My Struggle, Vol.5: Some Rain Must Fall

Karl Ove Knausgaard (Vintage, 8.99)

At the start of the latest instalment of his "autobiographical novel", Knausgaard is accepted into the prestigious Writing Academy in Bergen, Norway. He is 20 years old and full of vigour and talent. Nevertheless, he is overcome with self-pity and drinks away his youth. There is nothing original about this story. It is a conventional tale of romantic delusion feeding off the person it inhabits. Reading this tome, one hopes that Knausgaard will at some point realise that being a writer has little to do with garrets, wine and endless self-absorption. All and sundry have commented on how addictive and maddening My Struggle is, and it’s true: it’s full of inconsequential detail, dead prose and cringing honesty. What Knausgaard captures, however, is the jittery and squalid development of a writer’s mind. There is also a cumulative magic to the world he creates and a beguiling sense that the protagonist, real or not, is writing his way into life and discovering some brutal truths.

The Voyage Out: An Anthology

Ed Kirsty Gunn and Gail Low (The Voyage Out Press, £12.99)
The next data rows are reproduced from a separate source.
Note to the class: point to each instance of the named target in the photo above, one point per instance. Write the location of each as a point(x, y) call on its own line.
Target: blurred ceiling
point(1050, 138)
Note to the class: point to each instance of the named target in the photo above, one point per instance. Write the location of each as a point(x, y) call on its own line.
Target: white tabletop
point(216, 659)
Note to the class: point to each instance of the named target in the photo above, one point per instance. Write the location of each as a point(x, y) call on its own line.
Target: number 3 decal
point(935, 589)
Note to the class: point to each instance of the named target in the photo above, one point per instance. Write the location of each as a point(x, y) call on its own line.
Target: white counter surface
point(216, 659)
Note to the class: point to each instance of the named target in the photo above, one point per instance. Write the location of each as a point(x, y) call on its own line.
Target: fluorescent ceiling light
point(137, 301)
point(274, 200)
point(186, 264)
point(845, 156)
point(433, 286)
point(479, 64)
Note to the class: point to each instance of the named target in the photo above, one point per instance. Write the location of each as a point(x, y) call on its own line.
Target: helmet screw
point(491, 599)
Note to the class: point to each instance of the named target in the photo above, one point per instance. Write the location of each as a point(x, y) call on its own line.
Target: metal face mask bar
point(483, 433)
Sailing out of Dundee University, this anthology on the theme and in the spirit of journeys is a treasure chest, albeit with some fool’s gold hidden inside. Brian Cox’s autobiographical portrait is little more than self-aggrandisement. Amit Chaudhry’s essay on Frederic Jameson sheds as much light on this arch-obfuscator as it does on postmodernism. There is, however, a rich variety of writers, from scientists to poets. Ron Hay, for instance, writes from his position as biochemist. An expert in arsenic, he traces the ways in which traditional Chinese medicine helped uncover the curative properties of this poison. The two best pieces are from writers known for their pellucid prose. Robert McFarlane’s predictably excellent essay Ghostlines starts from a crack on his neighbour’s house and expands to an exploration of the embattled landscape of the south-east coast of England. Peter Davidson’s Four Variations On Exile And Return is a beautiful prose-poem that leaves in the mind shimmering images of longing and regret.
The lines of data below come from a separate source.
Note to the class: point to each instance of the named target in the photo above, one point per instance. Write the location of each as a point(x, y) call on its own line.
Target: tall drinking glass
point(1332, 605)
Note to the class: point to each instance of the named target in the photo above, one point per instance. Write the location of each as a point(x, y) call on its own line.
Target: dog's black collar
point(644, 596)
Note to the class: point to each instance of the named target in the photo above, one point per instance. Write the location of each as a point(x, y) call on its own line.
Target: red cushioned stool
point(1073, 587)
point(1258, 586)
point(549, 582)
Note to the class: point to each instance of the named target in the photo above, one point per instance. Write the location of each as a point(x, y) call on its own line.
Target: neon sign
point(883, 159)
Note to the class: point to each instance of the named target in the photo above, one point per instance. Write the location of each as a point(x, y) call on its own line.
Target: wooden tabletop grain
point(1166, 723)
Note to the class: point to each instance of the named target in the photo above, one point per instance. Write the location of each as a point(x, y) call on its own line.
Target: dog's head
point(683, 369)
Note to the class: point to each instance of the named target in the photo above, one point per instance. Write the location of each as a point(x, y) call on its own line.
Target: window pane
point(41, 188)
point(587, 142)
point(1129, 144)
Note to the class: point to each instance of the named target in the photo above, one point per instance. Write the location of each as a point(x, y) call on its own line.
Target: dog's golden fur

The Bright Tethers, Poems: 1988-2016

David Cameron (Rún Press, £10)

David Cameron is not your usual, institutionalised poet. He’s made his way in the real world and written his poems on the side of his everyday life. He is 50 years old and this is his first collection. The poems are arranged thematically, not chronologically, which accounts for the unevenness in quality. Part of Rún Press’s Pocket Poems series, this small book is ideal for the stravaiging reader. The territory of Cameron’s poems traces the movements in his life. Born in Glasgow, he has spent many years in Amsterdam. One of the most compelling sections is a sonnet sequence written by a fictional Dutch author, Michiel de Koning, and supposedly translated by Cameron. They are sad and touching meditations on lost love. The people that populate Cameron’s poems are often strangers, and there are some good lines on the absences that haunt all our lives. Cameron also demonstrates a sophisticated use of rhyme, a technique many poets, oddly, have forgotten about.